Colorado’s old gold mines could be tapped for water

Colorado’s old gold mines could be tapped for water

Source: Mountain West News
Click here to read the article:

The hunt for more water to sustain the Colorado Front Range development boom has driven metro Denver suppliers to try to tap a new source: defunct mountain gold mines.

Aurora Water officials on Thursday revealed they’re pursuing a $125 million purchase of underground water at the London Mine complex south of Breckenridge. Discharges from that mine for years have contaminated Denver’s and Aurora’s South Park watershed with cancer-causing cadmium and fish-killing zinc.

The deal, if Aurora council members approve it, would give Aurora up to 5,400 acre-feet of fresh water — enough for 30,000 new residents. Aurora Water would pump the water up from an underground reservoir that holds 100,000 acre-feet of water beneath the mine, perched along the Continental Divide, using two 1,000-feet-deep stainless steel wells.

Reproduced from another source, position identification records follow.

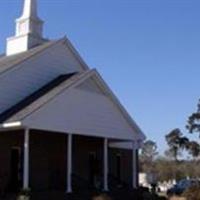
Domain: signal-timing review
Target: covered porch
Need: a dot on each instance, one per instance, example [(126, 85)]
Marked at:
[(44, 160)]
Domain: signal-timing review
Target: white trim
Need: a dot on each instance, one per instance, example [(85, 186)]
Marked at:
[(12, 124), (134, 165), (26, 160), (69, 163), (105, 172)]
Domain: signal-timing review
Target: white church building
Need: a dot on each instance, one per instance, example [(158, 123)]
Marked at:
[(59, 120)]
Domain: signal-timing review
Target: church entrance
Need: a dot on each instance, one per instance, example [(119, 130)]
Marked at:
[(94, 169), (16, 169)]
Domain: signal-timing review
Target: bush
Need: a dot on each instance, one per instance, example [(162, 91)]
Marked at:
[(192, 193)]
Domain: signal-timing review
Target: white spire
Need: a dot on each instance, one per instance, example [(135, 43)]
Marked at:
[(30, 9), (29, 28)]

Utility officials reckon that, by lowering the clean water in that reservoir and preventing it from reaching exposed rock in mine tunnels, which creates a sulfuric acid mix that leaches out cadmium and zinc, Aurora could prevent further degradation of streams and fish life.

“We definitely, for future growth, need to acquire water,” Aurora Water director Marshall Brown said Thursday in a Denver Post interview with his team and owners of the mine.

“This is innovative. It is a water supply that historically has not been tapped by water suppliers. The easier supplies are gone. We are left with more difficult supplies,” Brown said.

“It’s an opportunity to take advantage of an available supply — a win-win both for the municipality and for the environment.”